Physical characteristics
- • location: Cherge Range
- • coordinates: 63°18′38″N 148°25′54″E﻿ / ﻿63.31056°N 148.43167°E
- • elevation: 918 m (3,012 ft)
- Mouth: Kolyma
- • location: Near Debin
- • coordinates: 62°18′06″N 150°47′16″E﻿ / ﻿62.30167°N 150.78778°E
- • elevation: 317 m (1,040 ft)
- Length: 248 km (154 mi)
- Basin size: 5,530 km^{2} (2,140 sq mi)

Basin features
- Progression: Kolyma→ East Siberian Sea

= Debin (river) =

The Debin (Дебин) is a river in the Yagodninsky district of Magadan Oblast, Russia. It is a left hand tributary of the Kolyma. Its length is 248 km, counting the length of the Archagyl stream at its head, and it has a drainage basin of 5530 km2.

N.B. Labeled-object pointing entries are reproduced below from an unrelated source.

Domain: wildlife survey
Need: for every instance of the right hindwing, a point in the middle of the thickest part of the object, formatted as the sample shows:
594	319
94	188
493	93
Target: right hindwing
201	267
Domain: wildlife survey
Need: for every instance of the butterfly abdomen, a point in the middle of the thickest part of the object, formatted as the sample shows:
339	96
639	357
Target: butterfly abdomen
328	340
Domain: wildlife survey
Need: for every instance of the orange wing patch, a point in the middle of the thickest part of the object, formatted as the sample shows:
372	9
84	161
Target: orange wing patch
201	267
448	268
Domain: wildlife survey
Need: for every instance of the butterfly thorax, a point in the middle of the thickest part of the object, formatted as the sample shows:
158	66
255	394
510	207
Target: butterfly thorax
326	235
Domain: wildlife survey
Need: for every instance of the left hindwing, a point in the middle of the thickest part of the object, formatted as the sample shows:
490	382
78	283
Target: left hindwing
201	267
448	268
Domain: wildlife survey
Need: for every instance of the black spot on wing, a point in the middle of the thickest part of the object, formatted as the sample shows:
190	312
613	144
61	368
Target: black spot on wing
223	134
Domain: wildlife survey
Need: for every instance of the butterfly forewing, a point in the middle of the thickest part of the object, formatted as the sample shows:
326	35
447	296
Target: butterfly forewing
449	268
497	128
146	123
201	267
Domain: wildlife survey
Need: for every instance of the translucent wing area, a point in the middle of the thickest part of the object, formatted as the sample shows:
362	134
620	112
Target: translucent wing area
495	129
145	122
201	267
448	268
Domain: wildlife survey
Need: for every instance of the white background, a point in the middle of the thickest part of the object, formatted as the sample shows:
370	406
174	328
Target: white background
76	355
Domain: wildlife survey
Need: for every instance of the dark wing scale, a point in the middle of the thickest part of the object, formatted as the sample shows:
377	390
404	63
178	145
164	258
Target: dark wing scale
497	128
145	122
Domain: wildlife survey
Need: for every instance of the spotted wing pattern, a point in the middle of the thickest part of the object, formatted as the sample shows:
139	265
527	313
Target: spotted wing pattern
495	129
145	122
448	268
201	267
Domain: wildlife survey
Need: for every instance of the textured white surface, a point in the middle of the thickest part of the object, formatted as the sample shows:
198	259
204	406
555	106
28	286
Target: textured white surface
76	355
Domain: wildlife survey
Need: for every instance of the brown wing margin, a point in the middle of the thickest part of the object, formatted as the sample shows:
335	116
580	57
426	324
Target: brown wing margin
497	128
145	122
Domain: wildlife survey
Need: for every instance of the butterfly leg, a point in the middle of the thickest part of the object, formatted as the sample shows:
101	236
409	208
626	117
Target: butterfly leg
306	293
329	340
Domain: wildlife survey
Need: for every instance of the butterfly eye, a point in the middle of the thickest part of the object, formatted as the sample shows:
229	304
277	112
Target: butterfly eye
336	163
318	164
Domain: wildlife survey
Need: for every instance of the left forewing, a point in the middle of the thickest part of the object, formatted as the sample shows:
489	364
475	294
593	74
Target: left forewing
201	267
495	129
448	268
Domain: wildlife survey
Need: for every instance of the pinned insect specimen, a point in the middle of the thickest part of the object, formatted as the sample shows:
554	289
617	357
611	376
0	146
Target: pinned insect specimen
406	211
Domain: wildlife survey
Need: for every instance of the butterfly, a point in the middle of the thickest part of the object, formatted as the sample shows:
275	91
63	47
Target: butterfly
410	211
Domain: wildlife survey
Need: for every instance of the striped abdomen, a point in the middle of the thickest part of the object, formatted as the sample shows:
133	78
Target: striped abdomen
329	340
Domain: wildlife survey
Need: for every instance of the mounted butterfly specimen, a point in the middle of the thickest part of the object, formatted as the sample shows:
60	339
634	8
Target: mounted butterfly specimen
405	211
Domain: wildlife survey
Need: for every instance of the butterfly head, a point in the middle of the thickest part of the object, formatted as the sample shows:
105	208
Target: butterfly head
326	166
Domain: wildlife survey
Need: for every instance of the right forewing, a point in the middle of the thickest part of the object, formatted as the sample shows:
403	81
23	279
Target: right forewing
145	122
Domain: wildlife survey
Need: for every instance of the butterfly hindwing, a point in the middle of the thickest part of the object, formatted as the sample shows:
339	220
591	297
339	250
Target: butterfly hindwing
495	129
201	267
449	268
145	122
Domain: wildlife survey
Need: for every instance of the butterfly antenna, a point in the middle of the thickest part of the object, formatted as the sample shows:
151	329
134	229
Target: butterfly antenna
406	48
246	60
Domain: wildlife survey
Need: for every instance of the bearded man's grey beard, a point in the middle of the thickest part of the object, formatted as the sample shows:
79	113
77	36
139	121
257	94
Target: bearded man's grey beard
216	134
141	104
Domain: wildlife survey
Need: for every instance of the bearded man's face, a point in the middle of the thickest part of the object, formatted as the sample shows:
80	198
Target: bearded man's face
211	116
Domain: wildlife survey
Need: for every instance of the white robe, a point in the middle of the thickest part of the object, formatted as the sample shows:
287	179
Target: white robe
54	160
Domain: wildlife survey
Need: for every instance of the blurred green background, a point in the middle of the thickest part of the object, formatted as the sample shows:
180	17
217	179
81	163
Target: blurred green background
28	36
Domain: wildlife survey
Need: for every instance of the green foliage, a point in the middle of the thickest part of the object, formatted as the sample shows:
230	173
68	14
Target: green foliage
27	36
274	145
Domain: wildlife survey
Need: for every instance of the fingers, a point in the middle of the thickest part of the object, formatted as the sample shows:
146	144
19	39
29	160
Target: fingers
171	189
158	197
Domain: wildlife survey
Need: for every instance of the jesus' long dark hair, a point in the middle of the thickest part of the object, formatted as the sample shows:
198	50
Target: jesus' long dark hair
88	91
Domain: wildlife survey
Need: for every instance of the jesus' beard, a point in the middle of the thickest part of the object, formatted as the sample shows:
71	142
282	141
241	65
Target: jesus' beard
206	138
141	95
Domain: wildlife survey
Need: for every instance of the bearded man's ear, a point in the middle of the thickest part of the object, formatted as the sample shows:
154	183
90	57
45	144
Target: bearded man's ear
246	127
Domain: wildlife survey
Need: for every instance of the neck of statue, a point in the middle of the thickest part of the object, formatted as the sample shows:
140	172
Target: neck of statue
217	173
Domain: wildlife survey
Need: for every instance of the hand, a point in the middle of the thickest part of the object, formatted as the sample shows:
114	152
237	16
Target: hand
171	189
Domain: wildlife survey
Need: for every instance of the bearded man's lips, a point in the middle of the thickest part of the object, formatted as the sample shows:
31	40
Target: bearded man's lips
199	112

Yagodnoye village is located on the left bank of the Debin; the R504 Kolyma Highway crosses the river in its middle course and runs on the northern side of the river, roughly parallel to its lower course until it bends northwards near Debin.

The name of the river is based on the Yakut word "daebin" (дьэбин), meaning "rust".

==History==
Since the 1960s placer gold deposits have been exploited in the Debin river basin. As a result, there has been much environmental degradation in certain places. Some of the settlements involved in mining operations in the river basin have been abandoned. Only the villages of Burkhala, located near the R504 Highway bridge, and Senokosny, near Yagodnoye have survived, albeit with only a residual population.

== Course ==
The Debin has its sources in the eastern slopes of Mount Spornaya, east of the highest point of the Cherge Range at the eastern end of the Chersky Range, where it overlaps with the Upper Kolyma Highlands. There is continuous permafrost in the area. The river heads first in a roughly southeastern direction through a narrow valley. It bends to the east in its lower course, meandering in a floodplain with lakes. Finally the Debin joins the left bank of the Kolyma 5 km upstream from Debin. There is an airfield south of the mouth area, with a road connecting it to Debin. Just below the confluence of the Debin, 1809 km from its mouth, the valley of the Kolyma expands into a floodplain where its channel divides into branches.

The Debin is located in a sparsely populated region of severe cold winters; it usually freezes in early October and stays frozen until May. Its longest tributaries are the 55 km long Sukhakhy and the 51 km long Dzhelgala.